フェラーリがホームレースのイタリアGPで惨敗し、パフォーマンス不足だけでなく、シャルル・ルクレールとルイス・ハミルトンの間で高まる緊張も露呈したことで、フェラーリF1のフレデリック・バスール代表の去就を巡るイタリア国内の臆測が再び強まっている。
イタリア紙『Corriere della Sera(コリエレ・デラ・セラ)』のダニエレ・ダッレラ記者は、バスール代表が契約を更新したにもかかわらず、上層部からの圧力はなくなっていないと伝えた。
「チーム代表としての彼の将来は不透明です。マラネロには上層部から大きなプレッシャーがかかっており、それが解任につながる可能性もあります」
ダッレラ記者は、フェラーリには現在、すぐに後任を任せられる明確な候補はいないとしながらも、結果が改善しなければ、最終的に今回のイタリアGPが転機となる可能性があると指摘した。
「現時点では、バスールに代わるプランBはありません。しかし、今回のイタリアGPが状況を大きく変える可能性はあります。バスール率いるフェラーリは注視されています」
イタリアのスポーツ紙『Corriere dello Sport(コリエレ・デッロ・スポルト)』のフルビオ・ソルムス記者はさらに厳しく、フェラーリのリーダーシップの問題は、もはやマシンのパフォーマンスだけにとどまらないと論じた。
「チーム代表は、レース後ではなく、レース前にドライバーたちが争う際のルールを明確にしておくものです」
これは、ハミルトンが、フェラーリにはチームメイト同士が争う際の明文化されたルールがないと公に批判したことを受けたものだ。
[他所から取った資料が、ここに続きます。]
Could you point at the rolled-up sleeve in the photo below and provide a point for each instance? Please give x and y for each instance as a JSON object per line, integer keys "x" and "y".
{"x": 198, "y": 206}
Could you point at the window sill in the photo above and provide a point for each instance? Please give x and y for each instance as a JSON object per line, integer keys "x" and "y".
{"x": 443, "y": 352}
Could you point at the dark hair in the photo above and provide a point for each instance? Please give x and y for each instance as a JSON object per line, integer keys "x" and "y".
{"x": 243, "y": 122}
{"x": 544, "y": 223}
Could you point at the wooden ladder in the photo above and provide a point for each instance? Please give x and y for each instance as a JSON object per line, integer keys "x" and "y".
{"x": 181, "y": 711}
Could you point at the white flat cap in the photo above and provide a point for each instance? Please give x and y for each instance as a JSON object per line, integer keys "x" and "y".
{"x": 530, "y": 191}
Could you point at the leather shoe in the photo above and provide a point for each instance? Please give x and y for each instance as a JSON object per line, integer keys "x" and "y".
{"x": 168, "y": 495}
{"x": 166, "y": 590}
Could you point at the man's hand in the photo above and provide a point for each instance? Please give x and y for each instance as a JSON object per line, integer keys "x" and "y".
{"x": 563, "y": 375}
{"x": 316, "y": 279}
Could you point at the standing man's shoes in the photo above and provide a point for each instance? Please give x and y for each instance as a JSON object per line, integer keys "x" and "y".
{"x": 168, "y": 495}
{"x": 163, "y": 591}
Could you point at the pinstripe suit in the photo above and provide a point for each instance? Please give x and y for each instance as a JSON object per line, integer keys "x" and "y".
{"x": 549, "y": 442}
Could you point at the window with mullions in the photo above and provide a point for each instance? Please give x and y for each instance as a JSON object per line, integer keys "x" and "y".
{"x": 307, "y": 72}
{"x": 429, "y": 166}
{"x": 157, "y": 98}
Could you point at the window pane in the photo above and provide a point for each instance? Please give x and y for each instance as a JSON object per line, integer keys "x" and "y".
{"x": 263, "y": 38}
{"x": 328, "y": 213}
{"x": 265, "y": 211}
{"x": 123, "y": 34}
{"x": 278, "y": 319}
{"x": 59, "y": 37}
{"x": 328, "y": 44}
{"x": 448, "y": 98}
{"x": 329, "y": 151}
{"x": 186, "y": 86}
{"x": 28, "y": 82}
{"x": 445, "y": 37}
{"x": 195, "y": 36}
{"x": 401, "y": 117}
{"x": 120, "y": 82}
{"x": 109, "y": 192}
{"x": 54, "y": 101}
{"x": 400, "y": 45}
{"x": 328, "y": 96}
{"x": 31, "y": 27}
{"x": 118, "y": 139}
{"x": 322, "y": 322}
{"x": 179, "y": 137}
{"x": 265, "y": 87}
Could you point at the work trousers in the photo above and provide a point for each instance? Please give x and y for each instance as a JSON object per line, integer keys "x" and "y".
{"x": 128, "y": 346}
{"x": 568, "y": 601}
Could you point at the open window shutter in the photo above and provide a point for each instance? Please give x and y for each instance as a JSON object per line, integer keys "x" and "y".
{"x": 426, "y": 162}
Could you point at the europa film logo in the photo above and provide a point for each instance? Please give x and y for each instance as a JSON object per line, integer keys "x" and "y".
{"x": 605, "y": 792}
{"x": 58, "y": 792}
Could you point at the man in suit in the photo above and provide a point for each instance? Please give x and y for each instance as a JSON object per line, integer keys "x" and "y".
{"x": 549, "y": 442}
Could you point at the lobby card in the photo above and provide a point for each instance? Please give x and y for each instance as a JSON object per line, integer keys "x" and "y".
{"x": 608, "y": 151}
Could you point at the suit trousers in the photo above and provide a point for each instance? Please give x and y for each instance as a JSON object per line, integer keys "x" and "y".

一方、ルクレールは、2人が個人的に対立しているとの見方には反論している。
元F1ドライバーのラルフ・シューマッハは、より根深い問題は「結束の欠如」にあるとの見方を示した。
「彼らは互いに争い、無線で怒鳴り合い、レース後には責任を押し付け合っています」
ラルフは、ミハエル・シューマッハがタイトルを獲得していた時代のフェラーリと比較した。
「そのような非難は一度もありませんでしたし、何か話し合うべきことがあっても、それはチーム内部にとどめられていました。あの頃は家族でした」
フェラーリを長年取材してきたジャーナリストのレオ・トゥリーニも、その責任はバスール代表にあるとの見方を示した。
「マラネロに来てほぼ4年になるバスールが、この状況をまとめる責任を負っていることは間違いありません。もしそれができないのであれば、その先に何が必要なのかは、私たち全員が分かっています。」